Ahmed released the first single, “Stay Alive,” fourteen months ago, echoing a conversation about gang violence in the black community that began in the 1980s and was galvanized from the opposite direction just a few months later when the deaths of George Floyd and others sparked a woefully overdue discussion about systematic oppression, white supremacy and police overreach. Singing “All of these tribes, and all of these street signs / None of them will be yours or mine / But I’ll be your empire / Just stay alive, stay alive, stay alive,” Mustafa makes an earnest plea for solidarity and love, direct to the listener, in a way that virtually no one else in the mainstream is doing right now, as producers Frank Dukes, Simon Hessman and Blake pull back everything except for his yearning voice and an acoustic guitar.
On tracks like the Jamie xx co-produced “The Hearse,” he exposes loss, vulnerability and impossible choices, empathizing with a young man who simply wishes to live peacefully but is forced to prepare for street corner conflicts inherited from, and instigated by, a clash of colors or communities. Later on “Ali,” he pays tribute to a young man lost to this kind of violence, mourning his absence except in the pained hearts of friends and loved ones: “I see you on your sister’s shirt / And it’s hard to mask the hurt.” What Ahmed’s music does, over and over, is conjure history, summon tangible experiences and sense memories alike, to share with the listener — sometimes for catharsis, others for solidarity.
Dukes contributes to almost every track on the album, while other collaborators cycle in and out — some on guest verses, some just behind the boards, and it’s hard to assess how much of a difference they make to the overall structure or sound of his music. Sampha turns up on “Capo,” and his second verse flows so smoothly from the first one from Mustafa that you’d be forgiven for mistaking them for one another; that said, Sampha’s songs typically feature piano accompaniment, so when this one does, it evokes some of the stripped-down tracks from his albums. There’s also a piano backing him and Blake on “Come Back,” as they acquiesce to elegant loops like the ones the British singer frequently uses on his own tracks, and as a finale for the album or maybe just a compromise between Ahmed’s comparative specificity and Blake’s more elliptical songwriting, they harmonize beautifully after one verse with a requiem for a moment before anxiety and self-awareness: “At least in my dreams / Please, come back.”

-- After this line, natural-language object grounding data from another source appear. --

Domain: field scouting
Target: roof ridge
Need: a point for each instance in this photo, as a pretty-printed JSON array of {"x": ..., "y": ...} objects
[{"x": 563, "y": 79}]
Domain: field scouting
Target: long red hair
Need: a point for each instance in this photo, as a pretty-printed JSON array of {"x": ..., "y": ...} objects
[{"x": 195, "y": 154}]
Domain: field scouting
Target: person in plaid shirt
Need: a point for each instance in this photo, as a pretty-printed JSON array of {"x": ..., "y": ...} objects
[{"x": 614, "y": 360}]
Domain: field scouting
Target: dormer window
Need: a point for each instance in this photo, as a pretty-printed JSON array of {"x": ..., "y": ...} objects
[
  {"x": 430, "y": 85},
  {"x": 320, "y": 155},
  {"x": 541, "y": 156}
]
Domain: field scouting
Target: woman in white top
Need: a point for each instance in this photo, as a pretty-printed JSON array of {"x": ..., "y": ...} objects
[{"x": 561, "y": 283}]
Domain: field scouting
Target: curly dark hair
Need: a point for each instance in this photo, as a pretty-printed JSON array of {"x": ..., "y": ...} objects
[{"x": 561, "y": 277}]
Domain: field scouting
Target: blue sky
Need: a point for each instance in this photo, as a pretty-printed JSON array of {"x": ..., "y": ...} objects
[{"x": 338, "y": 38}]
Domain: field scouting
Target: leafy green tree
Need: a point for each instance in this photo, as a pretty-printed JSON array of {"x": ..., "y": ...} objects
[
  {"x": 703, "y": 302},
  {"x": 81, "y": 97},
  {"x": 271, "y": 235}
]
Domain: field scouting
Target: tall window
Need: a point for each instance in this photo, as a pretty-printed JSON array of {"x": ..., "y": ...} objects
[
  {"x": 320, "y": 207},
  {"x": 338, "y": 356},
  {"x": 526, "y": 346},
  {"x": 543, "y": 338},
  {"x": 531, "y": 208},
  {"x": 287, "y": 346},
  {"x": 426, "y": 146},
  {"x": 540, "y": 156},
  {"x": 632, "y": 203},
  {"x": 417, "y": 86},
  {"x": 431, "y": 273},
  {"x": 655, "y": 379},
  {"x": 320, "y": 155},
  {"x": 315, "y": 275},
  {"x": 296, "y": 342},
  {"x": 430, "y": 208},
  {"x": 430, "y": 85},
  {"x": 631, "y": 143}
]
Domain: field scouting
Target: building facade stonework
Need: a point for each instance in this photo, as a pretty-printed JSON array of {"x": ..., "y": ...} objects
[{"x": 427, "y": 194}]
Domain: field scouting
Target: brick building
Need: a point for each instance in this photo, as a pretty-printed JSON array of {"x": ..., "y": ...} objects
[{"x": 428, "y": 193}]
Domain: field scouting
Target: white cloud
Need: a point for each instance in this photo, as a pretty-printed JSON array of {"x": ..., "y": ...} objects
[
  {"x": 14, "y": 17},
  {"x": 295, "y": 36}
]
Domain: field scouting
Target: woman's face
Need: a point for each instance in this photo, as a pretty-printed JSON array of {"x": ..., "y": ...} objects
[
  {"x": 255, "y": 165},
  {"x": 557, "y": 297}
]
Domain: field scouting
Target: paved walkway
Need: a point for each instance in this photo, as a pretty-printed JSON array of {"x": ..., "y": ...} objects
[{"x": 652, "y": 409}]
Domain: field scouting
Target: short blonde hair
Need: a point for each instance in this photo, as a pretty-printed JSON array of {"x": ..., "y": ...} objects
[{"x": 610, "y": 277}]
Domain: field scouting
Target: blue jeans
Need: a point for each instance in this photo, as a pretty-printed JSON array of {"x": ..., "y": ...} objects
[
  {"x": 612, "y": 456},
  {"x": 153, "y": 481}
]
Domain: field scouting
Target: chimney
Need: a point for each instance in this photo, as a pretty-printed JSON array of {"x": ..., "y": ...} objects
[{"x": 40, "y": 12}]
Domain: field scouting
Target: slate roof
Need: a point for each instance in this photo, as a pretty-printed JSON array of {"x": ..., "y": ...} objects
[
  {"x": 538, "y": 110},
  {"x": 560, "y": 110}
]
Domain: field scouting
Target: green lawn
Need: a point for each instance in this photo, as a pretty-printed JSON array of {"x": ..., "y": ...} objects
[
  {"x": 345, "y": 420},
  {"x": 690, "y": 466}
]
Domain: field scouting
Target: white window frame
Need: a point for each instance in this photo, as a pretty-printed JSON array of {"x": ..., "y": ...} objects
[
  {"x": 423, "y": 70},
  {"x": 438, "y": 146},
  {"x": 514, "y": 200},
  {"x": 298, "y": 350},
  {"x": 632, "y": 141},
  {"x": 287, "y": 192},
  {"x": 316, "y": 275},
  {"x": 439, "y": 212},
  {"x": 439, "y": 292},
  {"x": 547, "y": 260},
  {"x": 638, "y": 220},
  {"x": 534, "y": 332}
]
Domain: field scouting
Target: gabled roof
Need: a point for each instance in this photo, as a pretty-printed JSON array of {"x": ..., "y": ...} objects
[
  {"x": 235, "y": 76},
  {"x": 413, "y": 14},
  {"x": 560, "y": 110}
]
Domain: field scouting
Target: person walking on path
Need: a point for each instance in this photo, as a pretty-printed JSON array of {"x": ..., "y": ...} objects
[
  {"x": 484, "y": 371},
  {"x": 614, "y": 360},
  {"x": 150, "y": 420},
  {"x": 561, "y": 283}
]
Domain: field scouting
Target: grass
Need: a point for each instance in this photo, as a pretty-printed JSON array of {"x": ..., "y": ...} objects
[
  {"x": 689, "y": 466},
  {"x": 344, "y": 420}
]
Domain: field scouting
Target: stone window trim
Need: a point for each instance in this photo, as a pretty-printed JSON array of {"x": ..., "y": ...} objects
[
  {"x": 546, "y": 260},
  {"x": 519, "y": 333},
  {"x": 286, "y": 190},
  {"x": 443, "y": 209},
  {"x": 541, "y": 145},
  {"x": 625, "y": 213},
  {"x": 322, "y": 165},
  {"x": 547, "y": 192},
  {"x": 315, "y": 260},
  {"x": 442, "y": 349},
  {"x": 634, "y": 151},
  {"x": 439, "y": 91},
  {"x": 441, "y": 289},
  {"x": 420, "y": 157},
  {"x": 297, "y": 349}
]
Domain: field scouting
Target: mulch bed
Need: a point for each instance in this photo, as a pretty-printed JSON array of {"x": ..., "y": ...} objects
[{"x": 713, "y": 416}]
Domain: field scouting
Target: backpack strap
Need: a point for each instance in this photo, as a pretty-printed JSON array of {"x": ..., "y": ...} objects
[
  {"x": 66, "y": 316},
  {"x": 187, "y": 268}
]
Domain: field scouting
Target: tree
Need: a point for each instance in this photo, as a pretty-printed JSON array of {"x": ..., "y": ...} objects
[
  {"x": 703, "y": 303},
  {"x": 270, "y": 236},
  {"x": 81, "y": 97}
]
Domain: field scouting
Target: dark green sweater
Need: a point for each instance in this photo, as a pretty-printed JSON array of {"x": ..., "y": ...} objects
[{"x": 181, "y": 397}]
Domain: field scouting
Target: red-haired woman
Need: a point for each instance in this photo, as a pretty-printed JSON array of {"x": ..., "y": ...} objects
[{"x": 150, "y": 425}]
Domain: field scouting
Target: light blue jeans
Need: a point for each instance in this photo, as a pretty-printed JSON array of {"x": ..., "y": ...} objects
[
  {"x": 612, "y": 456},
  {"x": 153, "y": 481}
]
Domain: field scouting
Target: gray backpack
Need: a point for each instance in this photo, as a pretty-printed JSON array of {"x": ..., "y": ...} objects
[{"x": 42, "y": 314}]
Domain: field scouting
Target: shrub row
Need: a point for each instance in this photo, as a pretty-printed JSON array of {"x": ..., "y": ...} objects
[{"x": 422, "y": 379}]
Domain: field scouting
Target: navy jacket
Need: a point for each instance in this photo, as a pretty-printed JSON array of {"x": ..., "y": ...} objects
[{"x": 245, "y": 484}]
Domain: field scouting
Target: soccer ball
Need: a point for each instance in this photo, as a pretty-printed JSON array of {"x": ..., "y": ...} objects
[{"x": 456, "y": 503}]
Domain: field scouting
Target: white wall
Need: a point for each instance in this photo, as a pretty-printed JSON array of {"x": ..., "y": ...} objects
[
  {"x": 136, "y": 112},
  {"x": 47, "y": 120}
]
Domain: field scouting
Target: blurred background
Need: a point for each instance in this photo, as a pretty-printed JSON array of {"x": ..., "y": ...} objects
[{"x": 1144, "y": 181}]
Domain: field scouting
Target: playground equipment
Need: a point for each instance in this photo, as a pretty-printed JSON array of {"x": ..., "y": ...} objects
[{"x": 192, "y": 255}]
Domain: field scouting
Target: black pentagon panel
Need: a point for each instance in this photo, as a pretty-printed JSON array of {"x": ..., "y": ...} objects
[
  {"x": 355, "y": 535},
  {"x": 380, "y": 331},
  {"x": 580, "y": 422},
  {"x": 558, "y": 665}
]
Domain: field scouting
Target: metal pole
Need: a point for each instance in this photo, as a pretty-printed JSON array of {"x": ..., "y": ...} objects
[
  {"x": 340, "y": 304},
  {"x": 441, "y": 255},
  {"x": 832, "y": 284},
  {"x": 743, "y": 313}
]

The longing in that sentiment feels particularly relevant right now, in a time of seemingly constant turmoil on both a global level and in our own backyards; but Ahmed’s lyricism as a songwriter puts him in the company of those predecessors — not to mention artist-activists like Dylan and Joni Mitchell — while his music feels fully contemporary. Even where individual tracks are ready in sound to take their place on the radio and the charts, this is a song cycle about pain and loss and outrage — and ultimately, it makes immediate sense why Mustafa isn’t more optimistic about the experiences he centers and chronicles in his music. But sharing them raises awareness — certainly socially, but more importantly, emotionally — making “When Smoke Rises” an eight song mission statement not just of his sound but a reminder of the thoughts, feelings and ideas that popular art can communicate when utilized effectively.
“When Smoke Rises” releases May 28 on Apple Music.